Whenever I have the honor of telling my story to a large group of people in recovery —after I've expressed my gratitude and announced my sobriety date — I usually open with something like this: “I took my first drink at 11, I came to my first meeting at 31, I'm 52 now and 13 years sober. Do the math and you’ll see, I'm an AA retread.”
For the sake of the uninitiated in the room, I'm usually quick to clarify that it isn't necessary to relapse. In fact, I'm sponsored by a man who has been sober more than 30 years and never taken a drink since the day he walked through the doors of Alcoholics Anonymous. Well, whoopee for him, I say. That hasn't been my experience. I spent nearly eight years stalking sobriety before I finally surrendered to it. During those eight years, I put together as few as three days of sobriety and, surprisingly enough, as many as three years. The only good thing that happened during those eight years is that I kept coming back, again and again and again. Mainly because all of you planted the seed deeper and deeper each time I left and returned.
This year, where I live, we had an unseasonably warm March and with it a seeming rash of relapses. I don’t think we had any more relapses than usual, and I certainly don’t think the weather had anything to do with it. (Real alcoholics don’t drink because the weather is good or bad; real alcoholics drink because the weather is what it is.) Nonetheless, in a tight-knit recovery community like the one I live in, news of a relapse (too commonly minimized as a “slip”) and speculation about the causes travels fast and prompts community consternation.

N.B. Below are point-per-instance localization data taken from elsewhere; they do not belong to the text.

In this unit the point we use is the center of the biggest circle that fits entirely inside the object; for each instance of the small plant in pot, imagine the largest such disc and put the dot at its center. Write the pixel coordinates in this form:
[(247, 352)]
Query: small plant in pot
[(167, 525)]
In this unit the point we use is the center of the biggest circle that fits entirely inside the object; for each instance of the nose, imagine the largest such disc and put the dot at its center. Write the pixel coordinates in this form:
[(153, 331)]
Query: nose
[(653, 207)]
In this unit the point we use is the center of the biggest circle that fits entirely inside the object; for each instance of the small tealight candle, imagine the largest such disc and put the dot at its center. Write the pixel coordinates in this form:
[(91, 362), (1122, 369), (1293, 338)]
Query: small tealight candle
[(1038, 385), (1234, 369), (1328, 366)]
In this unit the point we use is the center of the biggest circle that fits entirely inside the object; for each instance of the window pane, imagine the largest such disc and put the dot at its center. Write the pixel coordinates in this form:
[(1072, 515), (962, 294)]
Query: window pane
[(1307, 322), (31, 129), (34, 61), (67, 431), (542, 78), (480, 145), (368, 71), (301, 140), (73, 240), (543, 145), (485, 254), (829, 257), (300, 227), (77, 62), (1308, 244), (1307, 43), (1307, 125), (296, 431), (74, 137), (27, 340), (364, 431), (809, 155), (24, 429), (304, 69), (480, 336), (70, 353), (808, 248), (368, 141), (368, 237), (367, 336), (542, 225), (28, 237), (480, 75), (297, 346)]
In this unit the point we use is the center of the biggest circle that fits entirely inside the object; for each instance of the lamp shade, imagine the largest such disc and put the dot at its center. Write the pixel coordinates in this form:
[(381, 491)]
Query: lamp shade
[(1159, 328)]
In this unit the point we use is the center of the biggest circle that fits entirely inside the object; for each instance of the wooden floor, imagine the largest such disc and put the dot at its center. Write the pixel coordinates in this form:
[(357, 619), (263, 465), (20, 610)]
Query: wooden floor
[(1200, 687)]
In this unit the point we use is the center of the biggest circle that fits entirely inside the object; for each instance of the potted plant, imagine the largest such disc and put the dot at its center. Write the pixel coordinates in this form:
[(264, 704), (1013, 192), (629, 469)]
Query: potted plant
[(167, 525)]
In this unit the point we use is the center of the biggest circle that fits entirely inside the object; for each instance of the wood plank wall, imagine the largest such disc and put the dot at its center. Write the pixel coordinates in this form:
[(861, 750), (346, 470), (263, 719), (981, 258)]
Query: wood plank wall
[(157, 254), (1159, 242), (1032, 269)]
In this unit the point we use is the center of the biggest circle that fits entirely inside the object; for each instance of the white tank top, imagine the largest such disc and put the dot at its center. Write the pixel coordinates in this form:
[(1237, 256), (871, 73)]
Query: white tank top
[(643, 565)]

Where my experience comes in handy is when someone relatively new decides to drink or use again. Usually, within days of the news that they've “left the program,” someone will ask me, “What should we do?” This is not flattery. They don't ask me that question because I'm so wise in the ways of recovery. They ask me because they know I've been there. The underlying question is, “Hey, you got drunk a lot when you first came around. What could people have done that would've made a difference?”

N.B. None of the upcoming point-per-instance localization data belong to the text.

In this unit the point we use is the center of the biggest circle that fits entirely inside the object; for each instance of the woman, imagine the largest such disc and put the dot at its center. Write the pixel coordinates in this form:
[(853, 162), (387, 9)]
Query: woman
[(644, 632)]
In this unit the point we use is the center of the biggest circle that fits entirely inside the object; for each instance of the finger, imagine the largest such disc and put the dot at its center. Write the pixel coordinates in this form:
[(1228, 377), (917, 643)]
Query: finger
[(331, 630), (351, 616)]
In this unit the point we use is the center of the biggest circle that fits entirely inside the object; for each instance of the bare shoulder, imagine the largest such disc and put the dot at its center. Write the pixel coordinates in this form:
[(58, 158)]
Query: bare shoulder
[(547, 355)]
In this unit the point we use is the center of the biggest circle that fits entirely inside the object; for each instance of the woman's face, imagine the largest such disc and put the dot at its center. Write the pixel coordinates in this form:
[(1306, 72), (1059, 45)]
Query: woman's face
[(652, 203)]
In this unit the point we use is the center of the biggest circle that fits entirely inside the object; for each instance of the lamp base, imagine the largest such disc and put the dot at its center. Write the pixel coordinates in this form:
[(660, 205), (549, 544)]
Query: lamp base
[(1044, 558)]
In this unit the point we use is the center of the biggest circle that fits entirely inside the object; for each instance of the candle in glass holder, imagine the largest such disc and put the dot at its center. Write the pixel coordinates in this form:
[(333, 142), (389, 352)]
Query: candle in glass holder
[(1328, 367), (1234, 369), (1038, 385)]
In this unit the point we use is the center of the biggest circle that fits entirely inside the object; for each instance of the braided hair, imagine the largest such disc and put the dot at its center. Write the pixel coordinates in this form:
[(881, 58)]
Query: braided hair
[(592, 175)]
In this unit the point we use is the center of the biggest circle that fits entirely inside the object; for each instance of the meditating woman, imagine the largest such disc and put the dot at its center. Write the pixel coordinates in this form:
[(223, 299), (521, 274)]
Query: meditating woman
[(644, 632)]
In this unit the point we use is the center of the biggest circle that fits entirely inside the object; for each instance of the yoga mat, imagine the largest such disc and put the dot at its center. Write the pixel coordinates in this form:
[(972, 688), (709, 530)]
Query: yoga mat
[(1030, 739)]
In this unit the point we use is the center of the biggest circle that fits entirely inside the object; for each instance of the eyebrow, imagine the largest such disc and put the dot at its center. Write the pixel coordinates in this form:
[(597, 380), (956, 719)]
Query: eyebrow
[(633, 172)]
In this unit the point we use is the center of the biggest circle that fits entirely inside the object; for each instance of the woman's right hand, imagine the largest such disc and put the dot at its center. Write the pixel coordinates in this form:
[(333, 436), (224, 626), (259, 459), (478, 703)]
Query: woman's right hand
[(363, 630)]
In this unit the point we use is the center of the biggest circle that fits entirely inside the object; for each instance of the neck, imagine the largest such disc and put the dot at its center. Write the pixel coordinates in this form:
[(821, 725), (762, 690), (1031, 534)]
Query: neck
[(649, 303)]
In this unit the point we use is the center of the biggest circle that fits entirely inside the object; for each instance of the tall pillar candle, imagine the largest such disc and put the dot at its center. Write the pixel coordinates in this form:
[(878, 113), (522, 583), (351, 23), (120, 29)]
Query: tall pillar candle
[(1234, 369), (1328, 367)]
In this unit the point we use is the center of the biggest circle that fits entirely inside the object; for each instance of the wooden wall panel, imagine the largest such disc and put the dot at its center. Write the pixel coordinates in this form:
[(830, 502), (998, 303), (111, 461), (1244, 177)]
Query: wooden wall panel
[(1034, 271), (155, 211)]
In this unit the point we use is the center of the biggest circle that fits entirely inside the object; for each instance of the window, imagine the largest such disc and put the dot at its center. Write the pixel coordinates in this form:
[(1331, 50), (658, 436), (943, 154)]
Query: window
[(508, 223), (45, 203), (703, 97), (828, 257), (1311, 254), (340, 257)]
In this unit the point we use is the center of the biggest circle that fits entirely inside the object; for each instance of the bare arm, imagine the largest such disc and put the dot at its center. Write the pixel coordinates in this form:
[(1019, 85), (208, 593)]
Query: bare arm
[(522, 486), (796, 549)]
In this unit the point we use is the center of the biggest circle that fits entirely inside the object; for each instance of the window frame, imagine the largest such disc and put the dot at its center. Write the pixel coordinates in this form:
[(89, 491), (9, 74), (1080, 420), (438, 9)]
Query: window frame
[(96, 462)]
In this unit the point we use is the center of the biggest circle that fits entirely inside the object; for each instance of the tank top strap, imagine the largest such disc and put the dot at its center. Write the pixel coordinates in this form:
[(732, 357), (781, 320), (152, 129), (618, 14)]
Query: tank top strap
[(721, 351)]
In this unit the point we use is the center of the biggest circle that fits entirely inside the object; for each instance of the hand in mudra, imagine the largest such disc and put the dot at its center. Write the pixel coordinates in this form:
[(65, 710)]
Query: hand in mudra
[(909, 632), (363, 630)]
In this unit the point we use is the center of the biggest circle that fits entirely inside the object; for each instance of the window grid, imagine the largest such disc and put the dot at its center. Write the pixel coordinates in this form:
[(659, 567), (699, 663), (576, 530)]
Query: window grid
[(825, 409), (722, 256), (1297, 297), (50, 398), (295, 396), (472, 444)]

The sad but true answer is “nothing.” I'm a real alcoholic. In the absence of a well-maintained spiritual defense, there's little that can stand between me and the insanity of the first drink. When an alcoholic decides to drink (and the decision to drink is a conscious, if not always premeditated, choice), those left behind, especially those who are also relatively new to sobriety, often forget or dismiss the most primal fact of recovery: That we are powerless over alcohol … our own addiction to it as well as that of others.
By the same token, I do remember the lasting impression of the calls and visits I would receive in the early stages of my lapses. Phone calls or visits in those first few days from those who truly cared sometimes brought me right back to a meeting — and if not immediately, then usually within days. It’s been my experience, however, that if the alcoholic doesn’t come back within the first week, he or she probably won’t come back for a good long while.
All we can do at the outset of a relapse is extend our hand and love up our brothers and sisters in recovery. If the still-suffering alcoholic refuses the hand, all we can do is hope we’ve planted a seed that will grow into a burning desire to live a sober life and move on to the millions of other still-suffering alcoholics who do meet the only requirement for membership in Alcoholics Anonymous: a desire to stop drinking.
In her May 19, 2012, RenewEveryDay.com blog post, “Baby Chicks — Carry the Message, Not the Alcoholic,” Ashley Dane (Follow Your Bliss) opens with this stupendously apt analogy:
“I was thinking the other day of something I heard about years ago. It was a story about how important it is for a baby chick to fight its way out of the egg. It is quite a struggle, and the impulse for any kind-hearted person would be to help the little guy out. So someone did that, and the baby chick died shortly thereafter. Apparently, the struggle to emerge activated necessary muscles that the chick would need for survival outside the egg. It needed to strengthen its neck muscles with the pecking and squirming, its little legs with the kicking and scratching. It is the same for us. We develop muscles and skills in our emerging process in recovery that are critical to our survival in sobriety. That is why they say to carry the message, and not the alcoholic – if we carry the alcoholic, they may not gain the musculature they need for the future. It isn’t always easy to know the dividing line between being of service, and being an enabler for other negative behaviors.”
Ashley Dane goes on to talk about the errant desire to chase after the unwilling. It’s a post well worth reading.
So, when someone I know or, even more painfully, when one of the men I sponsor and genuinely care about leaves the program to drink, I call (once, twice, maybe three times) to remind them my door is open. And then I remind myself (again and again) that I’m as powerless over their drinking as I am over my own in the absence of a solution.
I remind myself that the only requirement for membership in Alcoholics Anonymous is a desire to stop drinking. I remind myself that I can’t instill the desperation that awakens that desire, only alcohol can. I remind myself that far more people need help than want it, yet we can only reach the wannabes. I remind myself, finally, that they will either drink their way back when the pain is great enough, or drink themselves to the gates of insanity and death. Ultimately, relapse is a means to one end or the other, but it is always a means to an end.